BACKGROUND & AIMS: Owing to the "obesity-pandemic", an increasing number of individuals are in need of treatment for obesity and obesity-related disorders. For patients with severe disease, results with conventional treatment modalities such as diet regimens, physical activity, and pharmacologic agents most often lack satisfactory efficacy and/or sustainability. In contrast, bariatric surgery has been demonstrated to be associated with marked, long-term weight loss as well as resolution or improvement of co-morbid disease, in particular metabolic aberrations such as insulin resistance and type 2 diabetes. The underlying mechanisms for the effects of surgery-induced weight loss on such morbidity are incompletely understood.

METHODS

This article gives an updated overview of some aspects on the mechanisms involved in the improvement in metabolism in obese individuals submitted to surgery-induced weight loss. Patients undergoing Roux en-Y Gastric Bypass (RYGB) were studied before and at various times after the operation. Weight, body composition with determination of distribution of adipose tissue (DEXA), and insulin sensitivity (hyperinsulinemic clamp) was determined. In vitro; lipolytic activity and adipose morphology (fat cell size) was assessed.

RESULTS

Low calorie intake, rerouting of nutrients as well as loss of fat mass are all associated with improved insulin sensitivity after RYGB. In obese individuals, an increase in lipolytic activity in visceral adipose tissue might contribute to the association with cardiometabolic disease. However, selective reduction (omentectomy) seems not to improve insulin sensitivity or cardiometabolic risk. Adipose hyperplasia (many small cells) might be protective against metabolic abnormalities compared to hypertrophy (large cells). Preoperative fat cell size is related to improvement in insulin sensitivity after RYGB. Two years after weight loss, a change in adipose morphology to a more metabolically benign phenotype (remodeling) is seen, with a reduction of fat cell size which is correlated to the improvement in insulin sensitivity.
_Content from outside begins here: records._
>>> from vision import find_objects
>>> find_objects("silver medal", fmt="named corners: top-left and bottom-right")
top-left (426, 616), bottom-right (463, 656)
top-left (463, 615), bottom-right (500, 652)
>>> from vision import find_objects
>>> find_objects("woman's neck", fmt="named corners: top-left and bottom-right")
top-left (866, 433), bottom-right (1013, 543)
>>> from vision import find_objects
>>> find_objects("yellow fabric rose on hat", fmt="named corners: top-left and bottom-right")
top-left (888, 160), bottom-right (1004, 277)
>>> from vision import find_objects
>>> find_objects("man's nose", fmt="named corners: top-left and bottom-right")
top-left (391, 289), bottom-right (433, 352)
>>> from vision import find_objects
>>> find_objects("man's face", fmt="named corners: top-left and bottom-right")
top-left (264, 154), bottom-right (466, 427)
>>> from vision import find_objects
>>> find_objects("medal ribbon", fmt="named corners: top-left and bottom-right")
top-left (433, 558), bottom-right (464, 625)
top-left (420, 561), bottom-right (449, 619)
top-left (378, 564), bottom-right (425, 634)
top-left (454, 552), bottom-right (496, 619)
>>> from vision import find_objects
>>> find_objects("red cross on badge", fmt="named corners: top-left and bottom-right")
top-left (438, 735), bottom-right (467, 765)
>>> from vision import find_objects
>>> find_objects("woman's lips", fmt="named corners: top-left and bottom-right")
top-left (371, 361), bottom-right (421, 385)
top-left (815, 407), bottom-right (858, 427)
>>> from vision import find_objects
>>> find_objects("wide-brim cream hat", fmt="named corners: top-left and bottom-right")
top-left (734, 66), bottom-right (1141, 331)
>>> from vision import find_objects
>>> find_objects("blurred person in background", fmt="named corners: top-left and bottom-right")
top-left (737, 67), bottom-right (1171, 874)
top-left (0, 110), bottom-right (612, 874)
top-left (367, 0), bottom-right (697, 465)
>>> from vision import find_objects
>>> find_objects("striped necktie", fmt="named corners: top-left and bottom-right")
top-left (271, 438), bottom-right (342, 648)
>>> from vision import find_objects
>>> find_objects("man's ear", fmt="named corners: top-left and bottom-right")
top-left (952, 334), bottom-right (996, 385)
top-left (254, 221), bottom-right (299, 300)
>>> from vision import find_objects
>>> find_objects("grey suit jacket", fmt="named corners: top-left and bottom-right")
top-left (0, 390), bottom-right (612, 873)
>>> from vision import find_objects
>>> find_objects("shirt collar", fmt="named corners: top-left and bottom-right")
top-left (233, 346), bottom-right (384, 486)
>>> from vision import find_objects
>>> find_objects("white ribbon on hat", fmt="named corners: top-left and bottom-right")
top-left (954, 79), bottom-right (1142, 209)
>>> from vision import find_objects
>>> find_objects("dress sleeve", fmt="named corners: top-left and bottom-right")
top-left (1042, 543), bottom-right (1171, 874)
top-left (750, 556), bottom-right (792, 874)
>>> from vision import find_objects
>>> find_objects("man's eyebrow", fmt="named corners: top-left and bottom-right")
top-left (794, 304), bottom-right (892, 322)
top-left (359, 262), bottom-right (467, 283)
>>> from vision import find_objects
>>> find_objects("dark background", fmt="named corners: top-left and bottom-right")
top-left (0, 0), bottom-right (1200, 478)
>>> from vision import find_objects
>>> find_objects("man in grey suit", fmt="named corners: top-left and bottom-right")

Patients with weight regain 5 years after RYGB, still display a more benign metabolic profile compared to weight-matched controls.

CONCLUSIONS

Several factors contribute to the improvements in insulin sensitivity and cardiometabolic disease after surgery-induced weight loss, including low calorie intake rerouting of nutrients and loss of adipose tissue mass. Increased lipolytic activity in visceral adipose tissue as well as adipose hypertrophy relates to increased metabolic risk. RYGB-induced weight loss is associated with redistribution of adipose tissue as well as remodeling of fat cells to a more benign profile. Reduction of fat cell size might be a possible target to improve insulin sensitivity in patients with obesity in the future.